Why your resized image looks blurry

There are three usual culprits. First, you upscaled — the tool was forced to invent pixels and modern browsers display the result at full size. Second, you re-saved a JPEG many times: each save introduces compression artifacts that compound. Third, you applied a heavy compression preset on top of resizing, which strips fine detail.

The fix is to keep your high-resolution original around as a master copy, and resize / compress from that master each time you need a new size. Avoid editing JPEGs, saving them, then editing the saved version — every round trip degrades the file.

Privacy and file safety

EllyTools' resize tool runs entirely in your browser using the Canvas API. That means:

  • Your image never leaves your device — there is no upload step.
  • There is no file size limit beyond what your browser can hold in memory.
  • Resizing works offline once the page has loaded.
  • EXIF metadata (camera model, GPS coordinates, capture time) is stripped from the output by default, which is what you want before sharing photos publicly.

Extended FAQ

What's the difference between resizing and cropping?

Resizing changes the dimensions of the entire image while keeping every pixel of the scene. Cropping cuts off part of the scene — the dimensions change because pixels are removed, not because the remaining pixels are stretched or shrunk.

Should I resize before or after editing?

Edit at full resolution, then resize as the very last step. Edits applied to a downsized image (sharpening, color correction) often look worse when scaled back up, and you lose the option to use the same edits for a different output size.

Why do my Instagram photos look softer than the originals?

Instagram applies its own re-encoding when you upload.

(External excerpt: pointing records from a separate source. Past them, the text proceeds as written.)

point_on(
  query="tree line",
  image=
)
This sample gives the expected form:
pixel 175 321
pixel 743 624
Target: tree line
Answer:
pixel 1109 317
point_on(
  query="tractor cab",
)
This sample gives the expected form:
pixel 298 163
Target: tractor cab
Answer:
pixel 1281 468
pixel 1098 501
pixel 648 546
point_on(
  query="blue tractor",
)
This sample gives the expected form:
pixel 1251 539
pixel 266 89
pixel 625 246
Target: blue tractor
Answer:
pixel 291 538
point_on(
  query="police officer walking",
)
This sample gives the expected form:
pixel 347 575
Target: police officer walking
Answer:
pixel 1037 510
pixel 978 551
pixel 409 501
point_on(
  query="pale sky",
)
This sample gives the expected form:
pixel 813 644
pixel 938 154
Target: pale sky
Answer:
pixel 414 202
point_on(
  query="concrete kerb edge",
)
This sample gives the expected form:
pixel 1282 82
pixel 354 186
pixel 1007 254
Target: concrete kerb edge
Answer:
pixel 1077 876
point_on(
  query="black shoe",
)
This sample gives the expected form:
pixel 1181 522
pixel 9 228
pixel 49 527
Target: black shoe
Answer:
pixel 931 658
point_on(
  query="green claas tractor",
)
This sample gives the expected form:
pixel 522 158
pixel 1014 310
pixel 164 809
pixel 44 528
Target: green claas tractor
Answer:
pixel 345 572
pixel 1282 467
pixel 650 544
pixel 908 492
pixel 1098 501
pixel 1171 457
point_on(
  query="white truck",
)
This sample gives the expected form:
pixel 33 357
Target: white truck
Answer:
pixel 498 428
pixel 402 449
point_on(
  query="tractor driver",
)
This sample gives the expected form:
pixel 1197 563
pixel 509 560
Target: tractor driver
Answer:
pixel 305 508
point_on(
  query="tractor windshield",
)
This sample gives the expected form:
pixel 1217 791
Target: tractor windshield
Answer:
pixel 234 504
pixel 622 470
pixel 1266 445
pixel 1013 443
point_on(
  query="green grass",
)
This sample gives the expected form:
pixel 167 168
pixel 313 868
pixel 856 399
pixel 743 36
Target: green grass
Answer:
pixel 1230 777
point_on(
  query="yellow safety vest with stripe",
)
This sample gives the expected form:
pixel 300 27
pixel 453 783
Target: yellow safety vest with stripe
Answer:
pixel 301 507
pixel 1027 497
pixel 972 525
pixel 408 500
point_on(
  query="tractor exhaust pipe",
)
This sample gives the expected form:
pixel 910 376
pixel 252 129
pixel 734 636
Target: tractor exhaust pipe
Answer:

Pre-resize your image to exactly 1080 px on the long edge before uploading — this minimizes the amount of work Instagram has to do and gives the cleanest result.

Can I resize a transparent PNG without losing transparency?

Yes. Make sure you save the result as PNG (or WebP), not JPEG — JPEG has no transparency channel and will fill the transparent area with white or black.

What is 'retina-ready' and do I need it?

Retina (or HiDPI) displays show roughly twice the pixel density of older monitors. To look sharp on these screens, an image displayed at 800 × 600 CSS pixels should actually be 1600 × 1200 in the file. Modern websites typically use the srcset attribute or a responsive image format to serve the right size.